Unterdessen traf Frau Gerber, die Organistin und “Fremdenführerin” ein und lockte uns vorerst an ein schattiges Plätzli vor dem Kircheneingang ins Freie. Die Geschichte und die Geschichten der Kirche sind alt, witzig und z. Teil aus den Büchern von Gotthelf und den entsprechenden Filmen bekannt. Frau Gerber verstand es, uns diese in ihrem bhäbigen Emmentaler Dialekt lebendig zu erzählen.

Die Uhr am Turm hat nur einen einzigen Zeiger.

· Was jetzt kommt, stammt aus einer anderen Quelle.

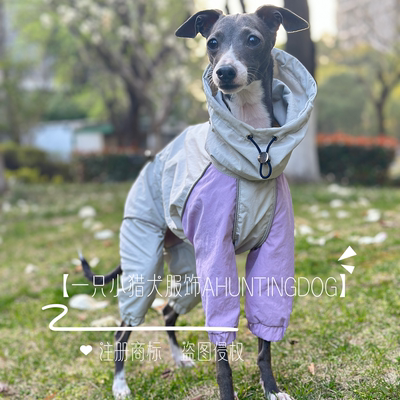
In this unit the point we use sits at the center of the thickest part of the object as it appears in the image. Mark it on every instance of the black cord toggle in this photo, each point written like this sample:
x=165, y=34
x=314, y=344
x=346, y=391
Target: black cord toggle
x=263, y=156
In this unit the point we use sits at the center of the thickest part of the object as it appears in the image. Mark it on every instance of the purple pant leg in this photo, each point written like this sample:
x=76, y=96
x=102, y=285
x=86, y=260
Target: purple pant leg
x=208, y=223
x=271, y=269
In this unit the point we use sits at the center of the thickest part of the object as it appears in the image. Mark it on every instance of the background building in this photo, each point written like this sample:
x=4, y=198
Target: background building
x=376, y=23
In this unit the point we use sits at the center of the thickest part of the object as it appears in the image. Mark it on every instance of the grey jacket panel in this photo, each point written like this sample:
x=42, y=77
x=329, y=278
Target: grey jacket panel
x=223, y=142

Er zeigt die Stunden an, “das längt”!

Um die Kirche liegt der Friedhof dieses Gemeindeteils von Röthenbach. Aber es ist nicht mehr möglich, Erdbestattungen durchzuführen; es werden nur noch Urnen in die Erde versenkt. Der Boden ist sehr lehmhaltig. Bei der Erneuerung der Gräber hätte man die Leichen “noch fast alle gekannt”, so gut seien sie erhalten gewesen! Eine ältere Bäuerin konnte sich mit diesem Verbot nicht anfreunden und meinte: “man solle doch damit noch zuwarten, bis alle Alten gestorben seien!”

Interessant ist, dass die Kirche wohl einmal dem Heiligen Stephanus geweiht worden ist. Er kommt gleich vier Mal in Malereien vor dem Eingang und im Innern der Kirche vor; sein Kennzeichen: Eine Beule am Kopf und Steine in der Hand oder um ihn herum. Auf dem ersten Bild oben die linke Figur.

Das farbige Glasfenster im Chor wurde von der Stadt Bern gestiftet und stellt den Heiligen Vinzenz dar. Ein passender Bruder zu St. Stephanus, auch ein Diakon und Märtyrer der frühen Kirche.

Zum Schluss spielte auch Frau Gerber (Organistin der Kirchgemeinde) noch ein Werk, ähnlich wie in Burgdorf seinerzeit Jürg Neuenschwander, ein heimatliches Jodellied aus der Literatur von Stähli. Es kam mir jedenfalls sehr bekannt vor. Schade, ich dachte diesmal nicht daran, mit der kleinen Nikon ein Video aufzunehmen, sonst könnte ich euch hier wieder echte Emmentaler Musik in die Ohren flüstern!

Herzlichen Dank nochmals für diesen wunderprächtigen, gemütlichen, interessanten, witzigen Tag an die Organisatoren Jean Pierre und Erwin. Wir sassen noch lange vor dem Schöpfli-Kafi und genossen das Gespräch und die Begegnungen sehr. In Sichtweite die helle kleine Gotthelfkirche von Würzbrunnen. Jederzeit ein Ausflug wert.